The constitutional rights to free speech and free association are bedrock American values and empower manufacturers to fight for policies that will make America more competitive and improve the lives of manufacturing workers.
The Supreme Court has upheld these rights, ruling that manufacturers and others are free to advocate through voluntary association and to do so anonymously, so as to be free from retaliation from those who might disagree with their views.
Nevertheless, political opponents and activists have long tried to undermine these rights. And recently, those attacks have gained some traction through recent efforts of state attorneys general in California and New York. The attorneys general have attempted to identity donors to nonprofit organizations through a portion of tax filings only available to the IRS.
The Internal Revenue Code requires that nonprofit organizations report the name and contribution amount of any donor who gives $5,000 or more. They report this on Schedule B of their tax returns, but under current law, only the IRS may see the full content of Schedule B to protect donors from retaliation.
In a recent disturbing development, though, a federal appeals court in New York has ruled that the New York attorney general may have access to the donor lists of certain nonprofits and that such disclosure does not chill the First Amendment rights of donors. This holding is in direct contravention of U.S. Supreme Court precedent and will likely be appealed there.
Unfortunately, even the collection of donor information can create a chilling effect on speech, especially when the IRS has demonstrated a willingness to politicize nonprofit filings. In 2014, the IRS paid $50,000 to settle a case in which it leaked a nonprofit’s unredacted donor list to the press. And subsequently, IRS officials have even argued that collecting donor information is unnecessary. In 2015, then-IRS Commissioner John Koskinen told the Senate Judiciary Committee that “who gives to you should not matter.”
Indeed, the value of these disclosures is so limited that when one nonprofit refused to submit Schedule B forms to California’s attorney general, the organization’s noncompliance went unnoticed for more than 10 years. In a subsequent court case including trial testimony about state and federal use of Schedule B forms, the court ruled that “the only logical explanation for why … ‘lack of compliance’ went unnoticed for over a decade is that the attorney general does not use the Schedule B in its day-to-day business.”
A new bill introduced by Rep.
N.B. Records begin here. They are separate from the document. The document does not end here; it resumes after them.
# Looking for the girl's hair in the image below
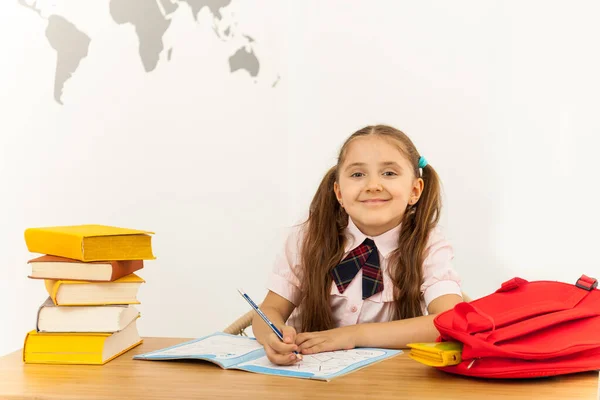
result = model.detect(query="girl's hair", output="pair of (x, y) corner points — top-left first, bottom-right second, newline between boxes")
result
(298, 125), (442, 333)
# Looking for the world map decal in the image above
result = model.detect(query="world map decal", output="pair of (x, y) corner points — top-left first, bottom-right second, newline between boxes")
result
(19, 0), (264, 105)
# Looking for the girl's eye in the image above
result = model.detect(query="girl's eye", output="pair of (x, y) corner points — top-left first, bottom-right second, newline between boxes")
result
(383, 171), (397, 176)
(350, 172), (364, 178)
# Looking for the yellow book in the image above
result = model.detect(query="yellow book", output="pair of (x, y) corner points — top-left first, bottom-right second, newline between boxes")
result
(44, 273), (145, 306)
(406, 341), (463, 367)
(24, 224), (155, 262)
(23, 319), (142, 365)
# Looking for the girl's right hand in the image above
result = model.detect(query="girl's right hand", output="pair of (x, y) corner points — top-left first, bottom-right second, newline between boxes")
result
(263, 326), (301, 365)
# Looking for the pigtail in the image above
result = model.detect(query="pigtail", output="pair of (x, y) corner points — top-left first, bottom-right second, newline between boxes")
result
(391, 163), (442, 319)
(414, 164), (442, 238)
(298, 166), (348, 332)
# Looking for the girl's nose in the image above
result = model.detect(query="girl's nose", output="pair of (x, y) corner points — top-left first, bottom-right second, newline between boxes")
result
(366, 178), (383, 192)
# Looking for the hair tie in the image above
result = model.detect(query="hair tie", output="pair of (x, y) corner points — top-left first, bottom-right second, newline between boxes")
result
(418, 156), (428, 169)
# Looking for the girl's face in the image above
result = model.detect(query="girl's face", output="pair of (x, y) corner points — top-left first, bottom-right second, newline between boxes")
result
(334, 135), (424, 237)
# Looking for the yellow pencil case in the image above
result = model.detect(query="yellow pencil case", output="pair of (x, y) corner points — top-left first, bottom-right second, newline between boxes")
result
(406, 341), (463, 367)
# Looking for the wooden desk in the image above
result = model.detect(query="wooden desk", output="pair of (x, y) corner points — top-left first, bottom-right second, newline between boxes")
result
(1, 337), (598, 400)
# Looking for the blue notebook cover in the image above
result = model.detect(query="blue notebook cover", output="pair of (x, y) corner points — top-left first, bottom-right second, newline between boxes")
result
(134, 332), (402, 381)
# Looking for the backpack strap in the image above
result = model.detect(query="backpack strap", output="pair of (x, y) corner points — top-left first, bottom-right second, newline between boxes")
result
(575, 275), (598, 291)
(496, 277), (528, 293)
(451, 275), (598, 335)
(451, 302), (496, 333)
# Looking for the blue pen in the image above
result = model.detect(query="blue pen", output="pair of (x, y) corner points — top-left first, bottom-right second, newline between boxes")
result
(237, 289), (302, 359)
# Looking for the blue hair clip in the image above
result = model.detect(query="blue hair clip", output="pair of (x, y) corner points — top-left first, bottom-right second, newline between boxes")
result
(418, 156), (428, 169)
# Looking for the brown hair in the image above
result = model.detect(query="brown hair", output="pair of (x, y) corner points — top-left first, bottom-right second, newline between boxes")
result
(298, 125), (442, 332)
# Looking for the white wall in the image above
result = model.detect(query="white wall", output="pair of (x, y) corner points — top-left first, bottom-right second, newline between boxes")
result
(0, 0), (289, 355)
(2, 0), (599, 356)
(285, 0), (600, 295)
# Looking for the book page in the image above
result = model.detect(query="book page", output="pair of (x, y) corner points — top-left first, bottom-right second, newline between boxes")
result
(145, 335), (263, 359)
(238, 349), (388, 377)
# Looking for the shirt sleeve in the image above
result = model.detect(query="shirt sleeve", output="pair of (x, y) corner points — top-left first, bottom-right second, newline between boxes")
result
(267, 223), (305, 306)
(420, 227), (462, 309)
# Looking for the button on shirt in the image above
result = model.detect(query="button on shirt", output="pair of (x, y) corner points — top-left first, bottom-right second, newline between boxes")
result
(267, 217), (462, 332)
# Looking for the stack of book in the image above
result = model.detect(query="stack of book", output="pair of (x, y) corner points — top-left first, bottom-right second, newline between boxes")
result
(21, 224), (155, 365)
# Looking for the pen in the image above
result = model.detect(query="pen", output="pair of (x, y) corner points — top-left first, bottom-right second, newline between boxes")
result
(237, 288), (302, 360)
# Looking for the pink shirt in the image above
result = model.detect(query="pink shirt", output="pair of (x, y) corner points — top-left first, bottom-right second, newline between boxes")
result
(267, 217), (462, 332)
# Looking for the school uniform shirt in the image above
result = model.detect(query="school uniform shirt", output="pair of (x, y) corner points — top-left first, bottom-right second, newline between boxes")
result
(267, 217), (462, 332)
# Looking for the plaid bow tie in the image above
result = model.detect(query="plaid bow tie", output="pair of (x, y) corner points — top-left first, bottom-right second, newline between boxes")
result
(330, 238), (383, 300)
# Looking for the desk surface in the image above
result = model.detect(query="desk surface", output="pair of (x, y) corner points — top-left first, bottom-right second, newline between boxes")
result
(1, 337), (598, 400)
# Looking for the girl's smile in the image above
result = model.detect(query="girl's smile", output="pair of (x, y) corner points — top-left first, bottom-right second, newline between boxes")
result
(360, 198), (390, 205)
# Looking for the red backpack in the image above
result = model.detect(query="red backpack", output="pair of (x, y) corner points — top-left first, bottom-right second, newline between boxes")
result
(433, 274), (600, 378)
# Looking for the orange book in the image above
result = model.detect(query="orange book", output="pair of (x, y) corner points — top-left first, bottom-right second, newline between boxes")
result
(28, 255), (143, 282)
(44, 273), (145, 306)
(24, 224), (155, 261)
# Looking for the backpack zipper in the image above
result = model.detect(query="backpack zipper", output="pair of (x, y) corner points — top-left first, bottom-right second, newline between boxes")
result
(467, 358), (479, 369)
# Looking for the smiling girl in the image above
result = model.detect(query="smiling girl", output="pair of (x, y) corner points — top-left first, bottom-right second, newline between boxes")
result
(254, 125), (463, 365)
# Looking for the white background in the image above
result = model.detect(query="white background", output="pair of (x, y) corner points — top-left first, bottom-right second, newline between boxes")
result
(1, 0), (599, 356)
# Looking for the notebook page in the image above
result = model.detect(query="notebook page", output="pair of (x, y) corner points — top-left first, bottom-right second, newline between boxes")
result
(146, 335), (263, 359)
(237, 348), (394, 378)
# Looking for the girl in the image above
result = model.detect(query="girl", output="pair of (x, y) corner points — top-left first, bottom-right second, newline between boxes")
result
(254, 125), (463, 365)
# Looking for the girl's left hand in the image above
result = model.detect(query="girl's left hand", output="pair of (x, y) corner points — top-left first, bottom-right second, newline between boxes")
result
(295, 326), (358, 355)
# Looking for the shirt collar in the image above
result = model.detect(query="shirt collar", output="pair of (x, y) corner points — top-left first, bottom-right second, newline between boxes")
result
(345, 217), (401, 257)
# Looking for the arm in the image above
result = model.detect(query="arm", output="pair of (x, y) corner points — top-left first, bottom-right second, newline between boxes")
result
(253, 290), (296, 345)
(256, 223), (306, 364)
(354, 294), (463, 348)
(296, 293), (463, 354)
(253, 290), (303, 365)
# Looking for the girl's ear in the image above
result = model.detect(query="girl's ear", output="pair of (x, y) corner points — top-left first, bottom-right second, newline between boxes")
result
(410, 178), (425, 205)
(333, 181), (343, 203)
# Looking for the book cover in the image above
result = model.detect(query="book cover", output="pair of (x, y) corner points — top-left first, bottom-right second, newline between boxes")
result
(133, 332), (402, 381)
(44, 273), (145, 306)
(23, 320), (142, 365)
(36, 297), (140, 332)
(24, 224), (155, 261)
(28, 255), (143, 281)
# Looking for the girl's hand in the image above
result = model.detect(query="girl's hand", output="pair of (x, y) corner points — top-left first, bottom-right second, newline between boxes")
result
(263, 326), (301, 365)
(296, 326), (358, 355)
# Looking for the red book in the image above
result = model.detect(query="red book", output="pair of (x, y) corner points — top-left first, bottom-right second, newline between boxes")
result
(27, 255), (143, 282)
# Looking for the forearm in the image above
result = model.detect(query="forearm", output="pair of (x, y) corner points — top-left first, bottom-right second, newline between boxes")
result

Peter Roskam (R-IL)—the Preventing IRS Abuse and Protecting Free Speech Act (H.R. 4916)—would help put an end to this legal wrangling and ensure Americans can express their views without fear of political retribution. Specifically, the bill would prohibit the IRS from collecting information on donors to tax-exempt organizations.
The National Association of Manufacturers believes our nation remains strong when job creators, like all Americans, exercise their constitutional rights and speak out about public policies that impact growth and U.S. job creation. We hope Congress considers the importance of free speech when debating the Preventing IRS Abuse and Protecting Free Speech Act.